Software! Math! Data! The blog of R. Sean Bowman
The blog of R. Sean Bowman
May 08 2016

I dig the lambda calculus, and there’s a special place in my heart for the untyped calculus because of Scott’s amazing semantic interpretation, denotational semantics, and all that awesome jazz. But I have a confession: I don’t know a lot about reduction strategies for terms in the untyped lambda calculus. I wanted to remedy that (at least to some extent…), and I accidentally stumbled on a cool language to do it in. Here’s what I learned.

You can check out the code for this blog post at github.

Term rewriting and the Pure language

For reasons completely unrelated to lambda calculus, I had stumbled upon the Pure term rewriting language.

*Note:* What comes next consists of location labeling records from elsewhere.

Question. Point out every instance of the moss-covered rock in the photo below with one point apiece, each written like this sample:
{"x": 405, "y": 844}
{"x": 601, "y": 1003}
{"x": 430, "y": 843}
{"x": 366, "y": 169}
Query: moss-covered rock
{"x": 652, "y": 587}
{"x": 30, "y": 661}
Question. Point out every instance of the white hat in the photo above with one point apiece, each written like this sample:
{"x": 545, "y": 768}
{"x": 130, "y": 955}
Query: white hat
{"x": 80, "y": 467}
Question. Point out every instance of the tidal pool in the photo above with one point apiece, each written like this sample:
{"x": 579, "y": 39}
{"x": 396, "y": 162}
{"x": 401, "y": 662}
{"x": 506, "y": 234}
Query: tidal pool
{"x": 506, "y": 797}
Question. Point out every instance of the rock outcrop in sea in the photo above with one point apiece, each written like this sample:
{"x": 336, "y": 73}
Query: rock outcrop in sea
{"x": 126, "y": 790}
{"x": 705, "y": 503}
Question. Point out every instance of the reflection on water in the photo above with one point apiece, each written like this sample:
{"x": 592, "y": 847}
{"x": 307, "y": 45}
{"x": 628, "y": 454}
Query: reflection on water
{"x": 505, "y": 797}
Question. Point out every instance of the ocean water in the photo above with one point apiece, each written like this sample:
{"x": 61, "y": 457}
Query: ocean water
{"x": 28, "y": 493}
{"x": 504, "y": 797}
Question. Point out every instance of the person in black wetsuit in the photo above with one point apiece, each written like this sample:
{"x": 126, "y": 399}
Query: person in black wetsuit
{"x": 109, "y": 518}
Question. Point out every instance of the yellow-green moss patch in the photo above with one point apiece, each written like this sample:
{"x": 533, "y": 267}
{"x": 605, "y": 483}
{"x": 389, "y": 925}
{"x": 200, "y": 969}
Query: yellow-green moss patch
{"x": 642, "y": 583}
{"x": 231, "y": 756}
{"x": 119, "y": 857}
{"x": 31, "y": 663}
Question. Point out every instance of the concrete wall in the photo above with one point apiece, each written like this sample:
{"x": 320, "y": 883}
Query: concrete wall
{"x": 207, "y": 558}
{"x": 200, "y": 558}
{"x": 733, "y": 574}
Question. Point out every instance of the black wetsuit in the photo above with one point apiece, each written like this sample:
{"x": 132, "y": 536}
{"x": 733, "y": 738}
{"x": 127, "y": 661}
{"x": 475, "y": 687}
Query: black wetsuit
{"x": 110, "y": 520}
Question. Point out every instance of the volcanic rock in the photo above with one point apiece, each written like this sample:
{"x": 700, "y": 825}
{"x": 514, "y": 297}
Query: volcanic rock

This is a nifty little piece of work, I really like it. The idea is very simple: you supply “rules” for rewriting terms, and the system applies those rules to input. If you’re smart and careful about the rules you chose, you can do nifty stuff (like compute anything a computer can compute). The code looks a lot like code from a functional language; Haskell comes to mind. But there are very big, very important differences. It’s simple and crafty and hard to describe all at the same time, so let’s look at some examples.

You can write functions that look like, you know, functions in any old language. Say a function that squares its argument and adds one:

square x = x * x + 1;

An example invocation would be square 3, and if you ran that in the REPL it would tell you 10. But there’s more going on here: there are some built in rewriting rules that allow the system to evaluate the expression 3 * 3 + 1. In fact, being a term rewriting language, Pure doesn’t care if the argument to square is a number; it could be a symbol: square a returns a*a+1. Well that’s interesting! You can see that this might make for the beginnings of a powerful symbolic math package.

Lambda calculus

Anyway that’s all stuff for another day. I want to know more about the untyped lambda calculus, and specifically about reduction strategies. So let’s set up a little lambda calculus language in Pure. I’m not going to go over basic stuff here, so read up on wikipedia if you need a refresher. Recall that terms in the untyped lambda calculus are either variables, applications of one term to another, or lambda abstraction over a term. We’ll represent these in Pure with symbols, app M N, and lam x E, respectively. The term \(\lambda f.\lambda x. f (f x)\) is written in this notation as

lam f (lam x (app f (app f x)))

Much of the reduction code is taken from these lecture notes. The two main strategies we tend to be familiar with from programming languages are call by value and call by name. These are sometimes associated with strict and lazy languages, respectively, but I’m not sure there’s exactly a bijective correspondence.

Call by name

Anyhow, reduction of terms for the call by name version looks like this:

reduce_cbn (lam x t) = lam x t;
reduce_cbn (app e1 e2) = case reduce_cbn e1 of
    lam x t = reduce_cbn (subst e2 x t);
    e1p = app e1p e2
reduce_cbn x = x;

There are three rules here; the first says that we don’t do anything to lambda abstractions. That makes sense; in a programming language, when we define a function, nothing really happens until we call the function.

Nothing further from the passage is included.